Diskusi dimulai dengan pemaparan mengenai sejarah lokalisasi di Indonesia yang jika dilihat dari nilai sejarahnya lokalisasi berbanding lurus dengan berkembangnya infrastruktur pembangunan. Banyak lokalisasi yang terletak di dekat stasiun, pelabuhan, atau pusat pembangunan infrastruktur lainnya.

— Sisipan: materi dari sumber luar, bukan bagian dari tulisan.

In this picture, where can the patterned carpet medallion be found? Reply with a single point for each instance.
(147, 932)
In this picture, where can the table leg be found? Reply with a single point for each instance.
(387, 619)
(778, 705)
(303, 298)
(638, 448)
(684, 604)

Berbeda dengan Semarang, lokalisasi menyebar di berbagai tempat dikarenakan pembangunan yang hampir merata. Namun pada tahun 1966 lokalisasi yang terpisah-pisah dikumpulkan menjadi satu yang sekarang disebut Resos Argorejo. “Argorejo sebelumnya hanyalah kampung biasa yang ada diatas bukit. Para Pekerja Seks Komersial (PSK) yang ada disana merupakan pengelompokan dari PSK yang mangkal di daerah Simpang Lima, Telogo Bayem, dan Jagalan” ucap Slamet yang sehari-hari menjadi pengelola Resos.

Di dalam diskusi ini, Mas Inang menawarkan solusi untuk tidak menutup lokalisasi. Karena ia berpendapat, lokalisasi lebih bisa dikontrol dan dikendalikan, dibandingkan harus melakukan kegiatan postitusi secara terselubung. Karena tidak menutup kemungkinan, banyak kegiatan prostitusi di luar lokalisasi yang akhirnya berdampak buruk pada PSK dan penyalurnya.

Ia mengkhawatirkan, jika lokalisasi ditutup akan banyak bermunculan kegiatan prostitusi yang sulit dikontrol dan dikendalikan. Yang paling miris, pastinya bisa mempekerjakan perempuan dibawah umur, yang notabenya sudah dilindungi oleh Undang-undang.

Untuk mencegah penyebaran HIV, dilakukan berbagai edukasi dan penyuluhan. Empat poin populer dari edukasi ini adalah A (Abstinence): Anda jauhi hubungan sex berganti pasangan tanpa kondom, B (Be Faithful): Bersikap saling setia, C (Condom): Cegah dengan kondom, D (Don’t do Drugs): Dihindari narkoba suntik.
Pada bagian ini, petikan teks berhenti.